Ransomware attackers exploited a dozen new vulnerabilities in campaigns in Q3 2021, bringing the total number of vulnerabilities associated with ransomware to 278, claims a new report.
Compiled by cybersecurity vendor Ivanti, the report reveals that ransomware groups are continuing to grow in sophistication, boldness, and volume, with numbers up across the board since Q2 2021.
It tracked a 4.5% increase in CVEs associated with ransomware in Q3 2021, along with a similar increase in actively exploited and trending vulnerabilities, along with a 3.4% increase in ransomware families, as compared to Q2 2021.
“Ransomware groups continue to mature their tactics, expand their attack arsenals, and target unpatched vulnerabilities across enterprise attack surfaces,” notes Srinivas Mukkamala, Senior Vice President of Security Products at Ivanti.

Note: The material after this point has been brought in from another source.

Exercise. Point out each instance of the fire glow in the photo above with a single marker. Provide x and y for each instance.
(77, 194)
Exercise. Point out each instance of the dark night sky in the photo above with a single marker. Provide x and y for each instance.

Attacking unpatched vulnerabilities
Out of the 12 vulnerabilities newly associated with ransomware, five are capable of remote code execution attacks, and two are capable of exploiting web applications and being manipulated to launch denial-of-service attacks.
Importantly, the report also showed a 1.2% increase in older vulnerabilities tied to ransomware compared to the previous quarter, bringing the total count of older vulnerabilities associated with ransomware to 258.
This means that a staggering 92.4% of all vulnerabilities tied to ransomware are those that have already been patched..
In fact, Ivanti notes that In Q3 2021, the Cring ransomware group targeted two older vulnerabilities, namely CVE-2009-3960 and CVE-2010-2861, that have had patches for over a decade.
“It’s critical that organizations take a proactive, risk-based approach to patch management and leverage automation technologies to reduce the mean time to detect, discover, remediate, and respond to ransomware attacks and other cyber threats,” concludes Mukkamala.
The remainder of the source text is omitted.